Who do you look up to?

I would say that I look up to Jase Bouldin, Mack Orear, Arch Slater, Clay Wright and more. I don’t look up to these people because of their skills; I look up to them because of their willingness to give me their time and insight when I first started kayaking. I think somebody who is willing to work with you and teach you is way more valuable then somebody who can do all the tricks.


 Looking ahead…where do you see yourself in 5 years? Out on the water still?  

I definitely see myself still paddling. I hope to paddle as long as I’m psychically able, and to continue sharing good will amongst everybody I meet on and off the water. Unfortunately it’s not really a sport that you can profit majorly from in a financial sense, but you gain awesome experiences and memories that you will carry for the rest of your life, and I find more value in that than money anyway.
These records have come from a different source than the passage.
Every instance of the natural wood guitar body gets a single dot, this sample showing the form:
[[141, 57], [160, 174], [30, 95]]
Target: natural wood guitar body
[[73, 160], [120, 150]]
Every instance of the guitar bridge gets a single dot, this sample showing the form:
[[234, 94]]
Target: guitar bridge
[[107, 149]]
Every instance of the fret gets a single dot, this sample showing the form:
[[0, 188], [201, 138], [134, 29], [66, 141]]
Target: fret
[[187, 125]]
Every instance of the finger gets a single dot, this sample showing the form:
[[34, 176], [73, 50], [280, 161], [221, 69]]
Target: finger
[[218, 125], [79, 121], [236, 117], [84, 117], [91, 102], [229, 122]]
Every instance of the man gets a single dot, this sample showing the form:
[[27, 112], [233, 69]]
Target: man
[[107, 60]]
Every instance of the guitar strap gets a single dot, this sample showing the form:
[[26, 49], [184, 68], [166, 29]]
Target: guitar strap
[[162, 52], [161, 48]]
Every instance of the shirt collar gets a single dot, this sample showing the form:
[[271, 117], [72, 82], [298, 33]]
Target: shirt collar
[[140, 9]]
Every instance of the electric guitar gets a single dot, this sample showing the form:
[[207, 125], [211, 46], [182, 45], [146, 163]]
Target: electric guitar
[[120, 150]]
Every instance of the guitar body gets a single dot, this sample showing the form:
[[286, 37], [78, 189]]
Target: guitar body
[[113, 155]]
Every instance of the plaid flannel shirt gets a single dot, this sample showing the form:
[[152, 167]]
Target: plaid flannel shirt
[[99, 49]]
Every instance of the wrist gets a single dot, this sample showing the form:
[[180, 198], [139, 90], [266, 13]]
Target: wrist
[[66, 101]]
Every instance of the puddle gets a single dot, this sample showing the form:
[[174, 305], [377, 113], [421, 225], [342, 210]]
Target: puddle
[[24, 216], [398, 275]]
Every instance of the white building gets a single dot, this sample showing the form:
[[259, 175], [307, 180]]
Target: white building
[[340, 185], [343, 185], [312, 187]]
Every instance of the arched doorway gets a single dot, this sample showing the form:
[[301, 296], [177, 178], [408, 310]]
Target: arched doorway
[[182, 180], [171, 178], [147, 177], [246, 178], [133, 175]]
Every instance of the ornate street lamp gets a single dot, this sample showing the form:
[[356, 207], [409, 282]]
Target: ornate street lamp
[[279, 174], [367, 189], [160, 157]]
We don’t know too many 18 year olds as dedicated to the white water as you. How does your hobby compare to that of other kids your age?

I think it’s an awesome way to stay active year round and constantly be outdoors. While not technically a team sport, it can’t be done alone so you open yourself up to meeting new awesome people who love paddling just as much as you do.  


I am so thankful that I can kayak as much as I do, and see the beautiful places it takes me. I think it is something more people should definitely try. 


Go-to Filtrate shades? 

Definitely the Trader One’s. They provide a nice and crisp view, and have a comfortable fit under my helmet.  


What does #BrandOfTheFree mean to you? What part does adventure play in your life?

Brand of the free means a life of adventure with no set plans, a life taking every opportunity, and constantly seeking good views and good times. I’m always ready to go on spontaneous adventures that produce long lasting memories.